By Bill Branyon
Superficially, The Mountain Political Action Committee — a new work by local playwright Honor Moor — appears to be a tragedy, as it unflinchingly deals with the serious subject of hate crimes. But, by harnessing eccentric local characters whom every Ashevillean will recognize, Moor smoothly injects irresistible punchlines just when the horror begins to weigh heavy on the mind. Somehow her characters stay rib-ticklingly funny while subjects such as the scourges of McCarthyism get discussed thoroughly.
A recent reading of the play took place at 35 below, packing the venue with 40-plus folks on two afternoons. The full production will be onstage at The Magnetic Theatre starting Thursday, March 15.

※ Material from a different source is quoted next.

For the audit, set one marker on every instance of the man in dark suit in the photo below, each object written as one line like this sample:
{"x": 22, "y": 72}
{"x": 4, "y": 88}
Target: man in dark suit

The play is set just after the 2016 presidential election. A group of five Ashevilleans — all but one are Hillary supporters and Asheville natives — form a secret committee to monitor the hate crimes they believe the election of Donald Trump will unleash. Each member is uniquely positioned to hear cross sections of local scuttlebutt. They range from Andrea Caldwell (a lesbian police dispatcher) to Johnson Hendon III (a Verizon phone manager) — neither of whom is above bending privacy laws — and from Lizzie Crutchfield (a doctor’s wife gaga for gossip and animal rights) to Olson Kellyn (a political fence-sitting firefighter and who has “only” lived in Asheville since he was 2).
This cabal is presided over by Department of Social Services receptionist Velma Lytle, who is traditionally religious and has a Southern accent that turns even single words into audience laughter. Actor Delina Hensley amplifies Moor’s amusing lines by equipping Velma with outlandish enthusiasm.
Kim Richardson gives a mesmerizing performance as Andrea, including an a capella rendition of Whitney Houston’s anthem, “I Will Always Love You,” which is somehow both beautiful and humorous.
Tara Theodossis is unhinged as Lizzie the dog-loving, neglected housewife; James Vaughn is goofy as Olson, the Don Knotts-type fireman who has all kinds of homespun ways to save stray cats and whatnot; and Tim Plaut is the gracious know-it-all Verizon man. The actors infuse their characters with compassionate depth and soar to the heights of whimsical farce.
As the five Ashevilleans get together each week to report what they’ve heard about hate crime activity, they also share their own peculiar personal concerns. These include Olson’s lonely-heart ups and downs (monitored closely by Velma for any sexual transgressions), Andrea’s crazy complications with her straight family and her lover, Sweet Pea, and many other culture clashes.
And then there’s Lizzie’s semiferal dog, Persistence, who is on yet another trial-adoption stint from Brother Wolf Animal Rescue. Although the hyper canine doesn’t make an appearance, she is one of the play’s comic stars. Each week, she pulls off some wacky new shenanigan recounted sobbingly by Lizzie at every meeting — including escaping to Steinmart’s bra department. The dog’s name refers to Senator Elizabeth Warren’s silencing by Majority Leader Mitch McConnell.
Meanwhile, the frightening fires that filled Asheville with smoke for about a week and decimated a good portion of Lake Lure, form an ominous backdrop to this comedy.
The play is also a blueprint for any aspiring Asheville leftists or progressives about how to work with the many contradictions in Asheville’s Democratic Party. Moor, an Asheville native herself, is peculiarly situated to uncover these contradictions, having served, 15 years ago, as first vice chair of the Buncombe County Democratic Party. She has also been on the boards of six major Asheville community organizations.
Few can match Moor’s insider information about what makes Asheville tick, and she’s not squeamish about revealing what she’s learned.